Massive PetroSA plant for Coega
Petro SA

Plans for one of the biggest post-2010 investments in South Africa are on track, following the announcement that PetroSA is to build an oil refinery at the Coega industrial development zone, 15 kilometres outside Port Elizabeth.

The national oil company, PetroSA was named the preferred investor for earmarked land and the development of the refinery has been said to be dependent on the meeting of the two parties.

Dubbed Project Mthombo, the proposed crude oil refinery is expected to produce about 250 000 barrels of fuel per day and is set to be operational by 2014.

"The refinery is part of a holistic strategy to ensure that the current unsustainable and urgent national fuels supply scenario is reversed and secured," said PetroSA chief executive Sipho Mkhize.

The project's name symbolises the "fountain from which South Africa is to grow" and foreign investors have expressed a keen interest in the project.

The official announcement of the partnership was made on Monday, February 18 2008, although plans had been in the pipeline for a while before.

"Project Mthombo will be one of the biggest post-2010 investments in South Africa," said Mkhize. "Design is well-advanced and we are in talks with several local and international parties who have expressed interest in possible financial and operating partnerships."

In addition to the project significantly improving the country's fuels import bill, Mkhize estimates that the project will generate about 5000 direct jobs during operations and 20 000 indirect jobs.

Coega was chosen out of five potential locations around South Africa.

The site boasts world-class infrastructure and is ideally located near growing demand centres in the Eastern and Western Cape.

The area also has sufficient land available for secondary industries to develop around the refinery.

Mkhize said the decision to locate the refinery at Coega was not solely based on commercial criteria.

 "This location also considers national interests such as alternate strategic access, port decongestion, wealth-generation, equalisation and potential environmental impact."

Coega's mission to provide a "competitive investment location and a total business solution for customers and ensure sustainable economic development" is evident in the host of investment sectors within its fold.

These include metals, textiles, automotive, chemicals and alternative energy sources.

Providing rezoned land and serviced sights, the zone covers 11 000 hectares of land and offers a platform for global exports by attracting foreign and local investment in manufacturing industries.

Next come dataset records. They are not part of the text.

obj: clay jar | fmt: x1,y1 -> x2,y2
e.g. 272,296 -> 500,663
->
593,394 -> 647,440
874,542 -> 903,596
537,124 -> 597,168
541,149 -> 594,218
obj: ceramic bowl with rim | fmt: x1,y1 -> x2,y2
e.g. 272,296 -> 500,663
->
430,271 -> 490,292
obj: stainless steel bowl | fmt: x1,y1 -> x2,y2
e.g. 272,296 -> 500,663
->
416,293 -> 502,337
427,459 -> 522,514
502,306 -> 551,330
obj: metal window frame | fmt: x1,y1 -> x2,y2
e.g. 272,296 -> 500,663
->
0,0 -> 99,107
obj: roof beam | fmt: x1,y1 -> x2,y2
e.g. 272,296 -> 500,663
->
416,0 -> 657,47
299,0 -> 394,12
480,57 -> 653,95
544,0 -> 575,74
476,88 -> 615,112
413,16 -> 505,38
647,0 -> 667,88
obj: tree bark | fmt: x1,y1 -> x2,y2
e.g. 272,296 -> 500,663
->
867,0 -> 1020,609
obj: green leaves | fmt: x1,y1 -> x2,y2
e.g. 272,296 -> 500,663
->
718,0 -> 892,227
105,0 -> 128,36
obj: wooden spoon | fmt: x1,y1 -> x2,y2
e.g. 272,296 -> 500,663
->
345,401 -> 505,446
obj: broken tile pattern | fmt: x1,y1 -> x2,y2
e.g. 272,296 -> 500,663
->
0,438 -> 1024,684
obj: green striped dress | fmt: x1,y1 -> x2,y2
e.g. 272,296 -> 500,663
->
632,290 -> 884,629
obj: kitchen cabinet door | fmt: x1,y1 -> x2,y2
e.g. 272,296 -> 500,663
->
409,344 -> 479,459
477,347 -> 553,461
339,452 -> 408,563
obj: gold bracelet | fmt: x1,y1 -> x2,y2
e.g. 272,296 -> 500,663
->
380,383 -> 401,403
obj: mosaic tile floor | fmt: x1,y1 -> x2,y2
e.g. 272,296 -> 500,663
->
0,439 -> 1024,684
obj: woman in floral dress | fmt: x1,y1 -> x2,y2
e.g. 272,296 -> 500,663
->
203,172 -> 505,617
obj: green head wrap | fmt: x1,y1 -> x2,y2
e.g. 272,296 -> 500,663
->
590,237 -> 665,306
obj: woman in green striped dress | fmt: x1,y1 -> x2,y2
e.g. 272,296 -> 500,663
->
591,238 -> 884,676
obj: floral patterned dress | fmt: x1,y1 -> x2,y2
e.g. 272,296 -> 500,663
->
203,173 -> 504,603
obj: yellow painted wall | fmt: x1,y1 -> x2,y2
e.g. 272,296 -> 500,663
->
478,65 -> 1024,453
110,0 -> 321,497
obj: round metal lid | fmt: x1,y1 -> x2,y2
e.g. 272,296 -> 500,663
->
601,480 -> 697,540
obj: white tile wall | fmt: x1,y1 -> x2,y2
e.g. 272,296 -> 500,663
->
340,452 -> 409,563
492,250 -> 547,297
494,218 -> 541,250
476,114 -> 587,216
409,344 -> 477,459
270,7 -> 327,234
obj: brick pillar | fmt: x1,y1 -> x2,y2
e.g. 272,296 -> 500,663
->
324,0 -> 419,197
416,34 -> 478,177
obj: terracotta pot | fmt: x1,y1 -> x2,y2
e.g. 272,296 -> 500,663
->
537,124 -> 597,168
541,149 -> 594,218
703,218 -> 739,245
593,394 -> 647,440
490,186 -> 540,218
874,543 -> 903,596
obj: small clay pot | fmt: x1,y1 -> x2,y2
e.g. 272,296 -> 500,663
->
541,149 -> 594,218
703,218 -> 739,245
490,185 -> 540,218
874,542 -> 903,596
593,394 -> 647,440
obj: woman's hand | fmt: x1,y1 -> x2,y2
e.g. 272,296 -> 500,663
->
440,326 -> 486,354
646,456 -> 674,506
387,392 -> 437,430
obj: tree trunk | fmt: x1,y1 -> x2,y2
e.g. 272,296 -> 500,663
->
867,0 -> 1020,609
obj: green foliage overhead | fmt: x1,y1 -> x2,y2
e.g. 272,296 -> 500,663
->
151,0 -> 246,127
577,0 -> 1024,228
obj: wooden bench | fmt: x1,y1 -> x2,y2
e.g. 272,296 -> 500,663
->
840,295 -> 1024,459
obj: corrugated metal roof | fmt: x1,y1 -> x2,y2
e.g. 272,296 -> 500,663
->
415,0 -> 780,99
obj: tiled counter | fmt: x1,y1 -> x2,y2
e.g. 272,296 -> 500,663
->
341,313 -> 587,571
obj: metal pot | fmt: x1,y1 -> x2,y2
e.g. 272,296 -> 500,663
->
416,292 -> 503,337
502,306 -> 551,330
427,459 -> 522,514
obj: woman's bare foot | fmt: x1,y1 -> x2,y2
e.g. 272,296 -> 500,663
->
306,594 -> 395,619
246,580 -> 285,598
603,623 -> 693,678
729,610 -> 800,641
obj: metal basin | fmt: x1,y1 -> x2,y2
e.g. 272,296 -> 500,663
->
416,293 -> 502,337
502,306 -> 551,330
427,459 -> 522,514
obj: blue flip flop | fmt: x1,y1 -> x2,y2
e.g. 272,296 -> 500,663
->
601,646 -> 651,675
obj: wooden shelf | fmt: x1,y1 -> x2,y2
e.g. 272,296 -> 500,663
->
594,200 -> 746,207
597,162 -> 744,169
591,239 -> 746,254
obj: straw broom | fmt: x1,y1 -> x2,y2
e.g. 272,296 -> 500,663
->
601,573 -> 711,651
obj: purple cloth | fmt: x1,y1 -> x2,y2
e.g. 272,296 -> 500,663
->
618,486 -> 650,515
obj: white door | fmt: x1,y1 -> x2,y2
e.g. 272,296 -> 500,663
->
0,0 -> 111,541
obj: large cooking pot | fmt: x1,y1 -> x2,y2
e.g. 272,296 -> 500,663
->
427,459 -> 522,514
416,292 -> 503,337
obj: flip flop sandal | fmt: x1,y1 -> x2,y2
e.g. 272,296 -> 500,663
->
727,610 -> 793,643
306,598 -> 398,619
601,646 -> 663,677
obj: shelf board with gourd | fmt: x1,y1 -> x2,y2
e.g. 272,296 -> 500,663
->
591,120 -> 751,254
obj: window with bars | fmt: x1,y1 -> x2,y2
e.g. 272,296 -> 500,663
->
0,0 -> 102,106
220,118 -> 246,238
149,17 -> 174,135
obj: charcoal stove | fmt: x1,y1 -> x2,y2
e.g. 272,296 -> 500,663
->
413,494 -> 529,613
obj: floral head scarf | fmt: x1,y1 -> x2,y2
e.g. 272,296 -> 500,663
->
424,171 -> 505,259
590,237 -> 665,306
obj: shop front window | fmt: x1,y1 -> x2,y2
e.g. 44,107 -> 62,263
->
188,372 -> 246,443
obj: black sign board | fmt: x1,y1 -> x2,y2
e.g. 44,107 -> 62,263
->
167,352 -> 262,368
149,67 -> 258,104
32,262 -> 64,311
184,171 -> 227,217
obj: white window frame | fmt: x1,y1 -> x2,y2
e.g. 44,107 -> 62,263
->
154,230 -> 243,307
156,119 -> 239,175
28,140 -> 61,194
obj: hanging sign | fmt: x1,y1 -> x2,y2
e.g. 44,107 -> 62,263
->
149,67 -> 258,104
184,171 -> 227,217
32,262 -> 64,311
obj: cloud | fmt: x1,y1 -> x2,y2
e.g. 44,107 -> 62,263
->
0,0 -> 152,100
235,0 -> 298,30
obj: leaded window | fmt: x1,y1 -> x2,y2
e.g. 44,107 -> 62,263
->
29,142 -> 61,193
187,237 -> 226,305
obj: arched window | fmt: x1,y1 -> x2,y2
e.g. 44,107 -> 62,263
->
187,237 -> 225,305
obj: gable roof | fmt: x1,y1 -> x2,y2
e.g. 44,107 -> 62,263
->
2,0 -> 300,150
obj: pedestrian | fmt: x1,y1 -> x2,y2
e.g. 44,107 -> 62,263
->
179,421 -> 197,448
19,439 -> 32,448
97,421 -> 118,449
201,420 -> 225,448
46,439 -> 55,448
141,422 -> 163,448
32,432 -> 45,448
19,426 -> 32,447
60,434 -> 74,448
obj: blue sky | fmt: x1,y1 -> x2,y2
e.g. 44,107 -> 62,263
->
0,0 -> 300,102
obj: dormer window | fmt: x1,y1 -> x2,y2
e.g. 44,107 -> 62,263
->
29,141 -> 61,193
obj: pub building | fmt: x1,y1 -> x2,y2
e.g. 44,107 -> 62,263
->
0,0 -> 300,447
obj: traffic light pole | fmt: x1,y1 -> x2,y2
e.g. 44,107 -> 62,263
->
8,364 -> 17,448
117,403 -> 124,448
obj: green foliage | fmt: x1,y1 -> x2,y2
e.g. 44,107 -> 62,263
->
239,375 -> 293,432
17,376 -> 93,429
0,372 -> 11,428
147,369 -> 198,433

The corporation's offerings are exactly what project Mthombo needs to succeed and meets the expectations of PetroSA, which owns, operates and manages South Africa's commercial assets in the petroleum industry.

The Energy Security Master Plan - Liquid Fuels, gazetted by the Department of Minerals and Energy recently, recommends that PetroSA procure at least 30% of all crude oil consumed in South Africa.

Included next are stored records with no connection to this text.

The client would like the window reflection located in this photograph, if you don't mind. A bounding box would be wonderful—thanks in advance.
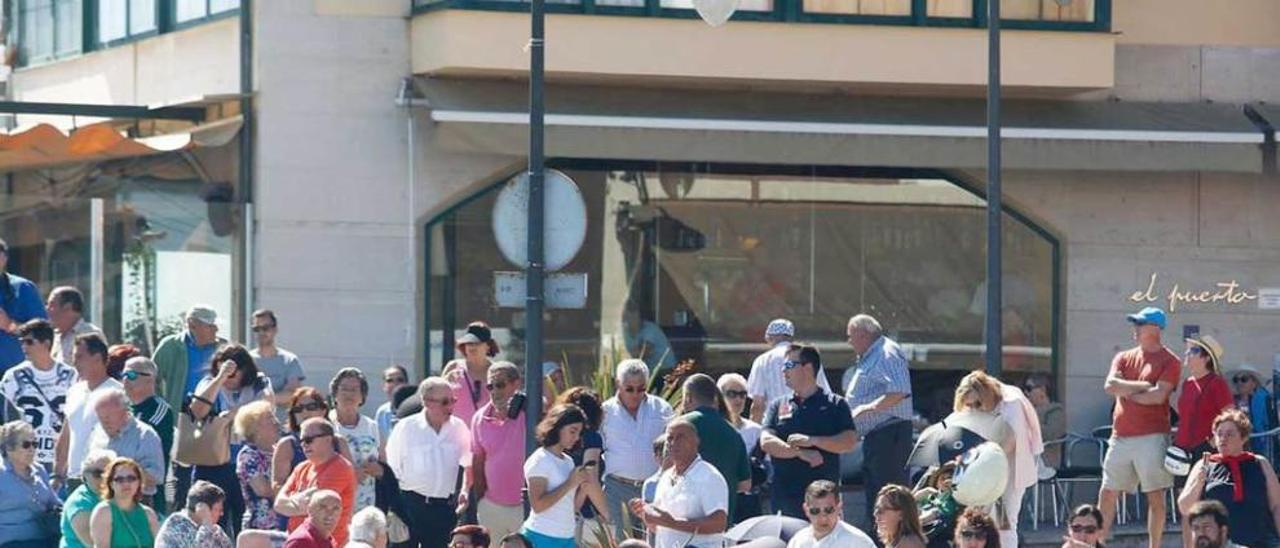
[429,169,1057,422]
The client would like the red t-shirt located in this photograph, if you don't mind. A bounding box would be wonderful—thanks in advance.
[280,455,356,547]
[1174,373,1235,450]
[1111,347,1183,437]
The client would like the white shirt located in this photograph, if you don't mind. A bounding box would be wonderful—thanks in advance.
[787,521,876,548]
[65,378,124,478]
[737,419,764,456]
[746,341,831,403]
[387,412,471,498]
[653,457,728,548]
[525,447,576,539]
[600,394,676,481]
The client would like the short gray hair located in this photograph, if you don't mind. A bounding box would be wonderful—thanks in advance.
[90,388,129,411]
[489,360,521,380]
[849,314,881,335]
[417,376,453,396]
[124,356,157,376]
[351,506,387,544]
[613,359,649,388]
[0,419,36,456]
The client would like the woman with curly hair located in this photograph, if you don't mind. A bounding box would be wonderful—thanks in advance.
[88,457,160,548]
[955,508,1000,548]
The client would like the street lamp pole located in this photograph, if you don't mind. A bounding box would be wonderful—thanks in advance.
[986,0,1004,376]
[525,0,545,455]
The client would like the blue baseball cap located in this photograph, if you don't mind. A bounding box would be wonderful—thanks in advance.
[1125,306,1169,329]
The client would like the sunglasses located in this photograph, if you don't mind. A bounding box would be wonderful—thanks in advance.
[293,402,328,412]
[298,434,333,446]
[805,506,836,517]
[120,369,151,380]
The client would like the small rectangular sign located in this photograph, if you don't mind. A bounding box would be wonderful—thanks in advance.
[1258,287,1280,310]
[493,271,586,310]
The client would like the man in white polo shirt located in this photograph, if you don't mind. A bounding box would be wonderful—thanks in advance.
[630,419,728,548]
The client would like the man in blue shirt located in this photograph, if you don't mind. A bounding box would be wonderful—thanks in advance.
[846,314,914,524]
[0,239,49,374]
[760,344,858,520]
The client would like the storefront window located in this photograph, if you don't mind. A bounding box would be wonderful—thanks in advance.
[429,164,1057,415]
[0,145,242,350]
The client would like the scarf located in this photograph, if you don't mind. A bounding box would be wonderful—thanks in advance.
[1208,451,1254,502]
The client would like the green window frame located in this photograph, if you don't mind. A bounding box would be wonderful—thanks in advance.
[410,0,1111,32]
[5,0,241,67]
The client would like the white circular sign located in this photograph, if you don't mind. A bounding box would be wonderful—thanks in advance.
[493,169,586,271]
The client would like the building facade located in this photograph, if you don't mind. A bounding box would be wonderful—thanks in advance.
[4,0,1280,431]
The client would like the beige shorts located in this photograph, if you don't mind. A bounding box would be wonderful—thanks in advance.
[1102,434,1174,493]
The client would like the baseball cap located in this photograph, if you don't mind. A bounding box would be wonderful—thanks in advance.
[1125,306,1169,329]
[187,305,218,325]
[764,318,796,337]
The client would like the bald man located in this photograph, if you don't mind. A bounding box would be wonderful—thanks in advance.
[284,489,342,548]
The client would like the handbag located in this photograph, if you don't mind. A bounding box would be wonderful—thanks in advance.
[173,396,232,466]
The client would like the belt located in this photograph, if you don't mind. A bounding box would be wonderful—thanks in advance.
[605,474,644,487]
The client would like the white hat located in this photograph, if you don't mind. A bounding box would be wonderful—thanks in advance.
[951,442,1009,506]
[764,318,796,337]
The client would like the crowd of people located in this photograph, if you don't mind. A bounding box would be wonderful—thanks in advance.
[0,235,1280,548]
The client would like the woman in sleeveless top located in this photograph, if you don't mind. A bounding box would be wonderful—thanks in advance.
[1178,408,1280,548]
[90,457,160,548]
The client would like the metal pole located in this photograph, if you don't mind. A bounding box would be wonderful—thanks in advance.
[986,0,1004,376]
[525,0,545,463]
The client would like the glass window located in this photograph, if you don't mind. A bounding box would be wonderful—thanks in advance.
[428,165,1057,420]
[804,0,911,15]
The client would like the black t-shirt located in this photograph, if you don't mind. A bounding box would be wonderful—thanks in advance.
[764,387,854,496]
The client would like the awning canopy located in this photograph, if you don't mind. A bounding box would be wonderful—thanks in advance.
[416,77,1266,173]
[0,115,243,173]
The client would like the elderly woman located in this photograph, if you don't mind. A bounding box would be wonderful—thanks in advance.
[872,485,924,548]
[329,367,385,508]
[716,373,768,524]
[347,507,387,548]
[61,449,115,548]
[88,458,160,548]
[1178,408,1280,547]
[0,420,60,547]
[156,480,232,548]
[238,401,280,529]
[189,344,274,529]
[1174,335,1231,458]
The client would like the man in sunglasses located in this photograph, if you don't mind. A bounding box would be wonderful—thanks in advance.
[466,361,525,539]
[787,480,876,548]
[120,356,177,512]
[760,344,858,519]
[0,320,78,470]
[275,416,356,547]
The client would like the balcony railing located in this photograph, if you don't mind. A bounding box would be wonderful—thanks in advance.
[411,0,1111,32]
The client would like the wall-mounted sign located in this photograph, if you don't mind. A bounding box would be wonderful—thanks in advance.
[493,271,586,310]
[1129,273,1259,312]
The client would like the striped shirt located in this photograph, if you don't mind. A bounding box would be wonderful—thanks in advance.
[746,341,835,405]
[847,335,913,437]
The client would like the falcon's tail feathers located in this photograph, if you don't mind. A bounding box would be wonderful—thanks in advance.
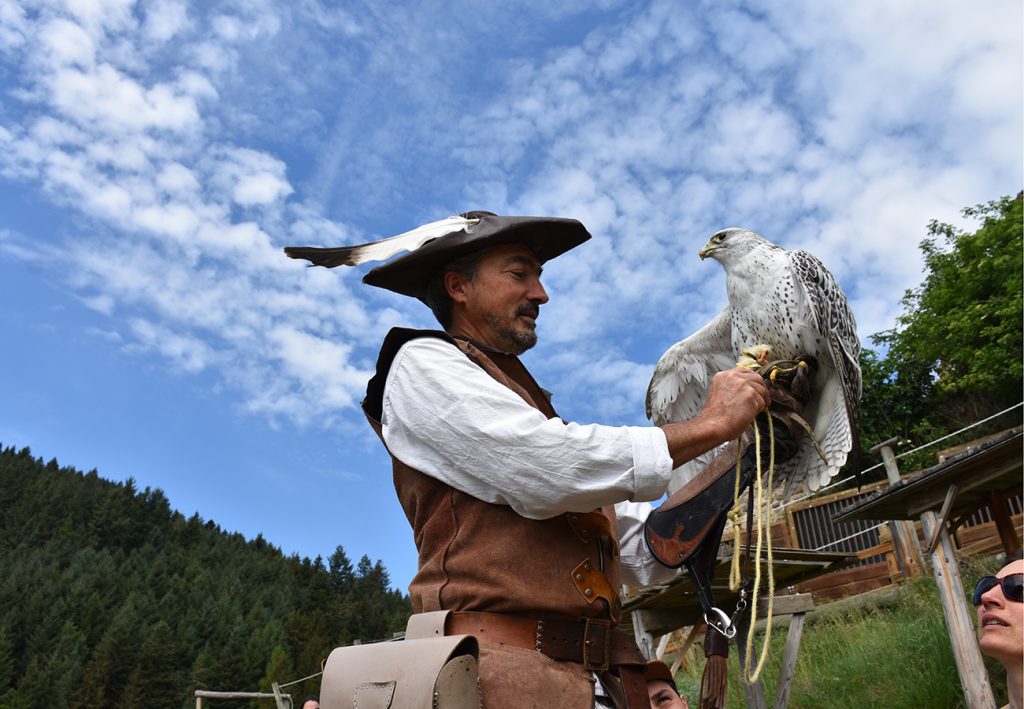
[285,216,480,268]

"The initiative by PetroSA to build a new crude refinery is in part response to this mandate," said Mkhize.

To support the planned refinery and national supply network, PetroSA plans to provide new oil terminals and upgrades at Cape Town, Mossel Bay, Port Elizabeth, Durban and Gauteng.

Mkhize believes that the project will redefine South Africa's energy landscape and said that based on the current growth rate of demand for fuel the building of a new crude oil refinery within the next five to seven years would be "fully justified".

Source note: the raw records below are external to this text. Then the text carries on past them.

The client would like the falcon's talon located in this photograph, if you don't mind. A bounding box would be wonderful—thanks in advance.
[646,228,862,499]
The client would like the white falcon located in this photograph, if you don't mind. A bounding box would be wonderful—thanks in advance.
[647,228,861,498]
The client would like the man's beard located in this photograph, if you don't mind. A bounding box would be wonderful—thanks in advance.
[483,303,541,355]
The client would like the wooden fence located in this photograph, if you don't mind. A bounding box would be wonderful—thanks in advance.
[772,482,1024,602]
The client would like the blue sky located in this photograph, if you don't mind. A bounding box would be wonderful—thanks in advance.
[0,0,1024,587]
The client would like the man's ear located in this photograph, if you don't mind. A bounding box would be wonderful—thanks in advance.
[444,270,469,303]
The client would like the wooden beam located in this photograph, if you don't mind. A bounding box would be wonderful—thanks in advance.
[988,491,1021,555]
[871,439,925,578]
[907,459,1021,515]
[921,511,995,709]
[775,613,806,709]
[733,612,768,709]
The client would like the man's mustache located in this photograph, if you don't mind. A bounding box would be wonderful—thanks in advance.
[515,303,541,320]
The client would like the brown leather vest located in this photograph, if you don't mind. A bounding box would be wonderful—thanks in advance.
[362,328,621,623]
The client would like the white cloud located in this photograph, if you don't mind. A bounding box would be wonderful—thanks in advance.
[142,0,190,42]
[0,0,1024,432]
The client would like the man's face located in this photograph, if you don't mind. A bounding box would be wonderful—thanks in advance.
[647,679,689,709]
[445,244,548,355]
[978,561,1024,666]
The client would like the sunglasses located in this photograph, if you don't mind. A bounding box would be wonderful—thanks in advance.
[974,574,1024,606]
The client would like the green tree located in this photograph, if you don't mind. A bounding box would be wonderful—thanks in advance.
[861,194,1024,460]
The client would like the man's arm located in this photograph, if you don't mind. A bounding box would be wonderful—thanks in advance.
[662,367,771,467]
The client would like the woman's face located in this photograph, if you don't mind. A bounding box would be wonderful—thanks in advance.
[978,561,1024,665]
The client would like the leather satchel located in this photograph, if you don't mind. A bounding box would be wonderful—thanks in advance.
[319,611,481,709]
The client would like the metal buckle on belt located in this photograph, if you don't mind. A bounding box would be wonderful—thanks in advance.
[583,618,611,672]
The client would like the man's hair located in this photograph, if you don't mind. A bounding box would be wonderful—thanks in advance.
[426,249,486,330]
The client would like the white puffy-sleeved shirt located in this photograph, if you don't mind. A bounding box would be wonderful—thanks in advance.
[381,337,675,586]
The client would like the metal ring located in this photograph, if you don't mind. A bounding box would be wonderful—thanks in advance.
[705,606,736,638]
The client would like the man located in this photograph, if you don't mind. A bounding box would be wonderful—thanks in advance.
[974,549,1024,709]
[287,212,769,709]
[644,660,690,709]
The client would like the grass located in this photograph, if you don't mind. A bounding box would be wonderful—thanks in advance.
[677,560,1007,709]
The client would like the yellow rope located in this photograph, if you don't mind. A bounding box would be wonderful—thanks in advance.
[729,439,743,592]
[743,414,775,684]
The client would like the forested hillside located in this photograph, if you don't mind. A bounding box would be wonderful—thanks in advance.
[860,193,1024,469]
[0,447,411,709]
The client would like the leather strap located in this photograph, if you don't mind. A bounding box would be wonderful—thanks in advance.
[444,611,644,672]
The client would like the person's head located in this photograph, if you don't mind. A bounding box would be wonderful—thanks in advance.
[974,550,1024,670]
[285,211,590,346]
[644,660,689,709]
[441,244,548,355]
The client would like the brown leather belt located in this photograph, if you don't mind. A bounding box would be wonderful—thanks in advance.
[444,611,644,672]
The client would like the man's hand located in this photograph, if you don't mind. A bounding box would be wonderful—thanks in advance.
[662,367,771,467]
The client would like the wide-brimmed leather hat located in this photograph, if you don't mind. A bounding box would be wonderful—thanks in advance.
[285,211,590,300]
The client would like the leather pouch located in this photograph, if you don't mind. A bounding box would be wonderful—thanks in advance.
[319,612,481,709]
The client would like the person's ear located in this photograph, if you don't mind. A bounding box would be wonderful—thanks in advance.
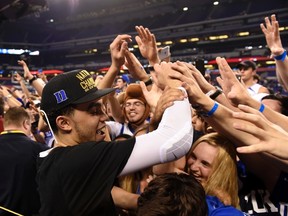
[56,116,72,131]
[23,119,31,130]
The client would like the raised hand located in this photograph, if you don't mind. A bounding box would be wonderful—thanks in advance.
[124,50,149,81]
[233,105,288,160]
[216,57,250,106]
[260,14,284,56]
[110,34,132,68]
[135,26,160,65]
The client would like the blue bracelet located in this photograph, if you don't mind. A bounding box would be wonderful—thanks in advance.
[206,101,219,117]
[274,50,287,61]
[258,103,265,112]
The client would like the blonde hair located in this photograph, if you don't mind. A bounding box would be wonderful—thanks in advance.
[187,133,239,208]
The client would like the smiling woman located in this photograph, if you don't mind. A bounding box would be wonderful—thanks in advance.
[186,133,239,207]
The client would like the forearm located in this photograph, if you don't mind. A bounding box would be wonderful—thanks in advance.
[121,89,193,175]
[97,63,120,89]
[29,77,45,96]
[20,79,30,98]
[111,186,139,210]
[275,57,288,90]
[108,96,125,123]
[244,98,288,131]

"The demand for automotive fuels in Southern Africa already exceeds the local production capacity and South Africa is becoming increasingly dependent on the import of refined automotive products," he said.

The industrial zone is expected to provide strategic flexibility to mitigate the risk to South Africa's security of supply by reducing the reliance on the traditional refinery and import centres.

Investment opportunities are still available - the final investment decision is expected to be made around 2010, once the technical specifications and commercial aspects of the project have been clarified.

 "PetroSA believes that strong and complementary partnerships will be required to realise a project of this size and nature, to mitigate any project related risk and to enhance the commercial and financial viability of the project," said Mkhize.

The organisation's approach to the project is in line with its mandate to competitively operate within a sustainable commercial manner.

"These partnerships will be established across the crude refining value chain, from the supply of crude oil, through the erection and operation of the refinery to the distribution and marketing of the automotive products. PetroSA is already in discussion with potential partners to help bring Project Mthombo to fruition," says Mkhize.

Mkhize believes that project Mthombo and other projects that PetroSA has identified and is pursuing, will go a long way to improve South Africa's security of energy supply and reduce South Africa's dependency on imported automotive fuels.

"South Africa's economic growth will be promoted and enhanced by the sustainable and competitive supply of automotive fuels," he said.

Projects like the Coega refinery ensure the sustainability of foreign investment long after the 2010 Fifa Football World Cup and will see the country score positively for years to come.